Every word has a story…  some of them are funny, some sad; some are perfunctory, some just downright odd.  Wordorigins.org is devoted to telling those tales.

Often, popular tales of a word’s origin arise. Sometimes these are true; more often they are not. While it can be disappointing when a neat little tale turns out to be untrue, almost invariably the true origin is just as interesting.

Among their nifty features are regular tours of the words introduced in the Oxford English Dictionary in a particular year, for example in 1911, when 483 words made their first appearances.  Among them, some pretty straightforward…
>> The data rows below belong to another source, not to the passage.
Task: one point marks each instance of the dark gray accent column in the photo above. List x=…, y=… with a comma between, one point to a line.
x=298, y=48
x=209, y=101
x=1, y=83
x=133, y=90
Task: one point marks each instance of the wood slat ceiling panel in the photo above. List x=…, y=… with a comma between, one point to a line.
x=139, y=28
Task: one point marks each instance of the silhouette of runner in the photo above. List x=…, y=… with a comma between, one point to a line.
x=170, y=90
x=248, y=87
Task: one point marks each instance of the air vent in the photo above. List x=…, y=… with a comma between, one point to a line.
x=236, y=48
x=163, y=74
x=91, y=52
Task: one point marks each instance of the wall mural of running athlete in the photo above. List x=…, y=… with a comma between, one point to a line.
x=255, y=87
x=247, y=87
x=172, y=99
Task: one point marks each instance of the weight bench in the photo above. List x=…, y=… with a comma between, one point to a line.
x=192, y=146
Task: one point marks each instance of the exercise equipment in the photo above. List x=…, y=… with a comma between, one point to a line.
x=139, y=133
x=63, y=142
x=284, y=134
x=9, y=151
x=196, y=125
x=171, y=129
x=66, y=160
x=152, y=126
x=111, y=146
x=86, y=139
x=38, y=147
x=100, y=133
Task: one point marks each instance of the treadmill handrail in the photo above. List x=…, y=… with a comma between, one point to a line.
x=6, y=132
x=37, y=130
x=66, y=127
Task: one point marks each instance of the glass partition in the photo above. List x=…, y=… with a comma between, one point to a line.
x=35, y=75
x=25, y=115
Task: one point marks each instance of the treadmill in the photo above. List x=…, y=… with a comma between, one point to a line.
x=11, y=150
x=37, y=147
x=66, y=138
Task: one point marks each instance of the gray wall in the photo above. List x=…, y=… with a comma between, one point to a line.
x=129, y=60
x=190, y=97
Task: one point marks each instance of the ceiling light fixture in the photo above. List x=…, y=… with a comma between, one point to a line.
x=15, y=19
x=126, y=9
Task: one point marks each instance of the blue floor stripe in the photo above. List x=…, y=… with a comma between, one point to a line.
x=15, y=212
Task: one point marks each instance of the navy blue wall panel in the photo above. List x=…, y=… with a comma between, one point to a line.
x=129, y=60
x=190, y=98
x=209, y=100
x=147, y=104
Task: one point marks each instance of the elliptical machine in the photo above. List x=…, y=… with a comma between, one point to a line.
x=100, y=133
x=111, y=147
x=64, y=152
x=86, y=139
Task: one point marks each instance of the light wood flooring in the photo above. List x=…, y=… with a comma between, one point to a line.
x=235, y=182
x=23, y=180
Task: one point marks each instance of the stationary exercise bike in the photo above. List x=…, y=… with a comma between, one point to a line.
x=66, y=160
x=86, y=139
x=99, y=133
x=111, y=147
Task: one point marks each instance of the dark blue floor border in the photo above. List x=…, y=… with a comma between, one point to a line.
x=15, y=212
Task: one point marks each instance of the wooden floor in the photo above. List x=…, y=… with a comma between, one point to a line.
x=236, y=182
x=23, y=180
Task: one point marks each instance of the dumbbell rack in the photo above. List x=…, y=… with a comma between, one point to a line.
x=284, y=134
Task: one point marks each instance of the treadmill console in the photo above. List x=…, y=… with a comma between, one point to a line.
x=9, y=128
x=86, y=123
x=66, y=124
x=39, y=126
brassiere, n. Borrowed from French in this year. The clipped bra doesn’t make its appearance until 1936.

floozy, n. This word for a disreputable woman first appears in the 1911 edition of Charles Byron Chrysler’s book White Slavery.
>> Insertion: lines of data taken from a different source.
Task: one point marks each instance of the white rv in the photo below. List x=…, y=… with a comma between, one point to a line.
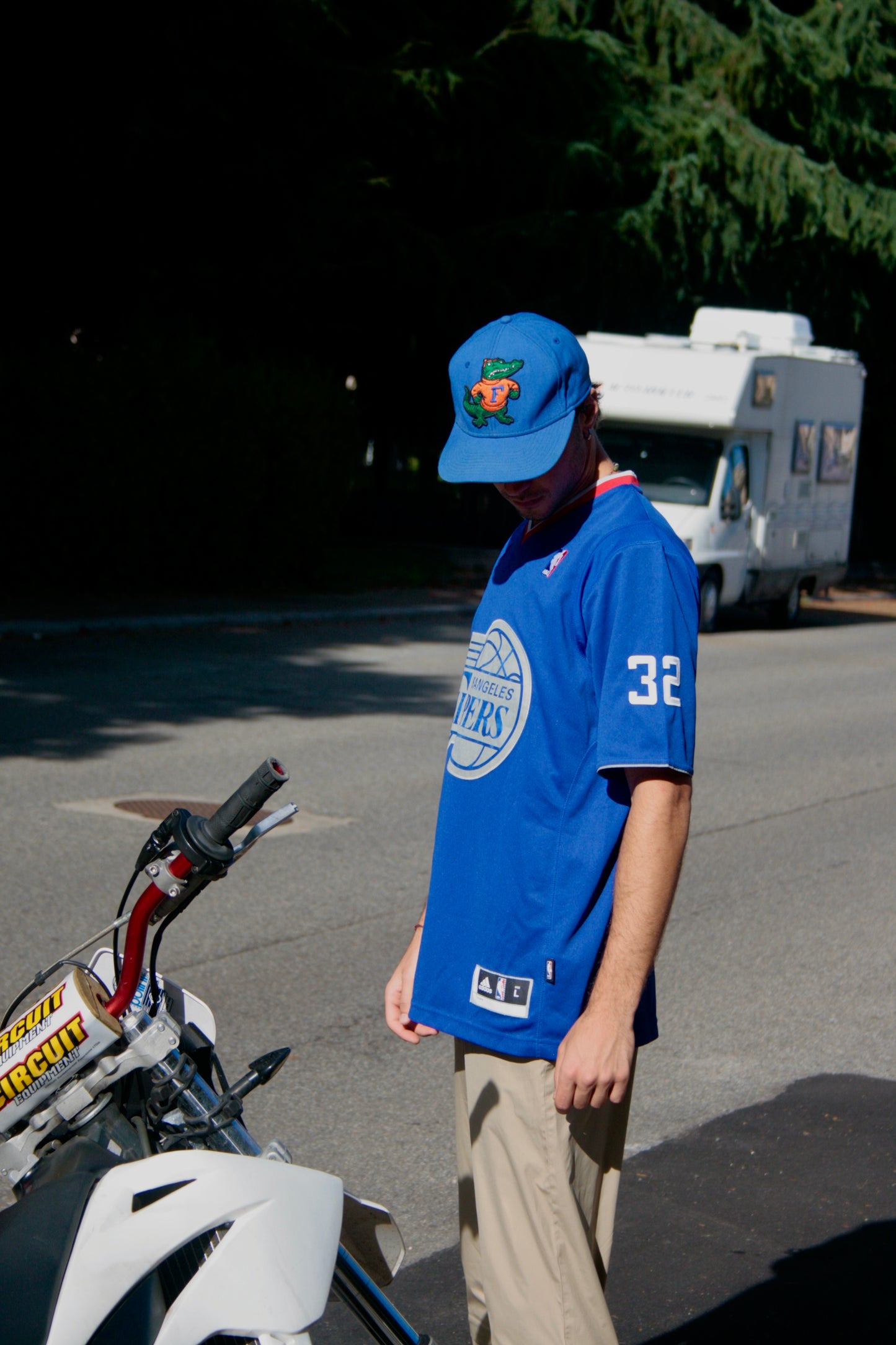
x=746, y=437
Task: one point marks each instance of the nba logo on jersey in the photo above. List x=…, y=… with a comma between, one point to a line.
x=492, y=705
x=555, y=561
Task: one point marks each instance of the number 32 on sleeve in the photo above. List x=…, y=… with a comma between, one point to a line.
x=649, y=679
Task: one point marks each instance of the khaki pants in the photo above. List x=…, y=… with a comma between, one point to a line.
x=536, y=1197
Waldorf salad, n. After the Waldorf Hotel in New York where it was first served, it consists of apples, walnuts, celery or lettuce, and mayonaisse.

Zapatista, n. A supporter of the Mexican revolutionary Emiliano Zapata. The Mexican Revolution had begun in 1910.
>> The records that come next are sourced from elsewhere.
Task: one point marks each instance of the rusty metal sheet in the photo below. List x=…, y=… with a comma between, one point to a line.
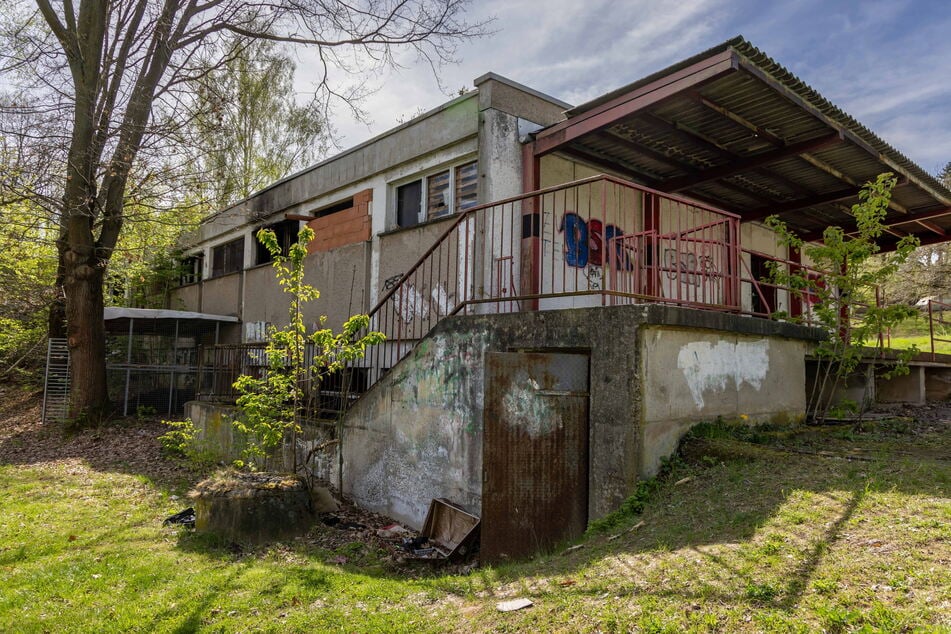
x=535, y=452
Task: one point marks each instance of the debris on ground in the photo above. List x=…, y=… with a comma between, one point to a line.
x=514, y=604
x=184, y=518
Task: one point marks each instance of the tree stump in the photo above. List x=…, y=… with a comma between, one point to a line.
x=253, y=507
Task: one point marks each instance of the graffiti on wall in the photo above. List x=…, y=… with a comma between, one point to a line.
x=419, y=301
x=586, y=240
x=691, y=268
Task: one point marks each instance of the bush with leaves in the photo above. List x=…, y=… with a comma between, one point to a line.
x=271, y=405
x=844, y=298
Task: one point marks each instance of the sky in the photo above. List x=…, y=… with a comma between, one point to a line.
x=887, y=63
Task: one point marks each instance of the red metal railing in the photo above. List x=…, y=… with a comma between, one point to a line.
x=592, y=242
x=936, y=317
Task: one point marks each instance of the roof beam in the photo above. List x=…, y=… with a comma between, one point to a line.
x=832, y=171
x=611, y=165
x=751, y=162
x=927, y=224
x=648, y=95
x=800, y=203
x=912, y=217
x=639, y=148
x=687, y=133
x=788, y=94
x=761, y=132
x=690, y=135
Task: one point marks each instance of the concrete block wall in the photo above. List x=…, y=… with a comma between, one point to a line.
x=343, y=227
x=655, y=370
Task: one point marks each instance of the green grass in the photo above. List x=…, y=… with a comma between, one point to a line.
x=757, y=539
x=915, y=332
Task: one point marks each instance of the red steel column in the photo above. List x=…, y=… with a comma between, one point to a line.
x=530, y=260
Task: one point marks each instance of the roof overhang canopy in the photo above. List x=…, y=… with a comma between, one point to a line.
x=118, y=319
x=732, y=128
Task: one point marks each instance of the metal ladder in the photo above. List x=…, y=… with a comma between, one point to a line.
x=56, y=388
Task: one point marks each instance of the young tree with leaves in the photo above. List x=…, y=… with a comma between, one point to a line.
x=844, y=297
x=96, y=71
x=271, y=405
x=248, y=124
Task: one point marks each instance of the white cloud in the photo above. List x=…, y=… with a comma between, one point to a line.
x=886, y=62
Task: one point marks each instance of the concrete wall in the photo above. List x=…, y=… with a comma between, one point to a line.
x=216, y=434
x=692, y=375
x=186, y=298
x=418, y=433
x=222, y=295
x=483, y=125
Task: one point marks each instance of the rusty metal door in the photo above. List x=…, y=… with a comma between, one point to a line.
x=535, y=452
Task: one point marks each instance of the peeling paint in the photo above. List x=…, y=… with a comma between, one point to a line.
x=712, y=367
x=531, y=413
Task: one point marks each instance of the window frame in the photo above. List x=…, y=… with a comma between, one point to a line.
x=424, y=180
x=240, y=258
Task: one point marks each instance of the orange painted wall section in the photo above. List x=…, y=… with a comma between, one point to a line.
x=343, y=227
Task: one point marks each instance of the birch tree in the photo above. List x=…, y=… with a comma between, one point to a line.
x=111, y=79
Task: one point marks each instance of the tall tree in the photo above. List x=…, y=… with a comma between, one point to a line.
x=249, y=125
x=98, y=71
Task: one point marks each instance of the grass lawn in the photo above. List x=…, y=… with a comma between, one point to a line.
x=778, y=534
x=916, y=332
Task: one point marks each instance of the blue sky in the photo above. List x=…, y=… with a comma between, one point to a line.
x=887, y=63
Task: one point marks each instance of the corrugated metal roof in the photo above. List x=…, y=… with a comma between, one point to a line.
x=756, y=110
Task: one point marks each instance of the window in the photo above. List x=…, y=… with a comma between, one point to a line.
x=190, y=269
x=437, y=195
x=408, y=199
x=286, y=233
x=227, y=258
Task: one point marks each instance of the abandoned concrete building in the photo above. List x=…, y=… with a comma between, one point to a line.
x=564, y=289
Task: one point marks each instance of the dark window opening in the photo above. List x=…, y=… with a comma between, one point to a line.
x=227, y=258
x=190, y=269
x=408, y=201
x=334, y=208
x=437, y=196
x=286, y=232
x=467, y=184
x=763, y=300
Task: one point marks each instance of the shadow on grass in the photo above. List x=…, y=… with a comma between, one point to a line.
x=736, y=495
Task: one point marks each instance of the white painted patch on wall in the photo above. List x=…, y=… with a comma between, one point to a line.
x=708, y=366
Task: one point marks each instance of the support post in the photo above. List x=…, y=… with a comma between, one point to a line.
x=530, y=256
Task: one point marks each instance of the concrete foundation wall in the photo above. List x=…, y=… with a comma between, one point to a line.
x=222, y=295
x=691, y=375
x=186, y=298
x=418, y=433
x=217, y=434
… And some, not so obvious:

photocopier, n. This one surprised me. I thought the technology came along decades later. Although the actual process nowadays is much different than the one used in 1911.

reefer, n. No not that. This name for refrigerated railcars, trucks, and ships first appears in 1911.

underinsure, v. To take out an inadequate insurance policy, although the adjectival form dates to the 1890s.

More wondrous words at Wordorigins.org.

As we remember that “etymology” is the study of word origins, while “entomology” is the study of insects, we might raise a birthday toast to Pete Hamill, who was born on this date in 1935.  A journalist, novelist, essayist, editor, and educator, he is probably best known for the columns he wrote– for almost three decades– for the New York Post, columns that captured (to quote his admiring competitor, the New York Times, “the particular flavors of New York City’s politics and sports and the particular pathos of its crime.”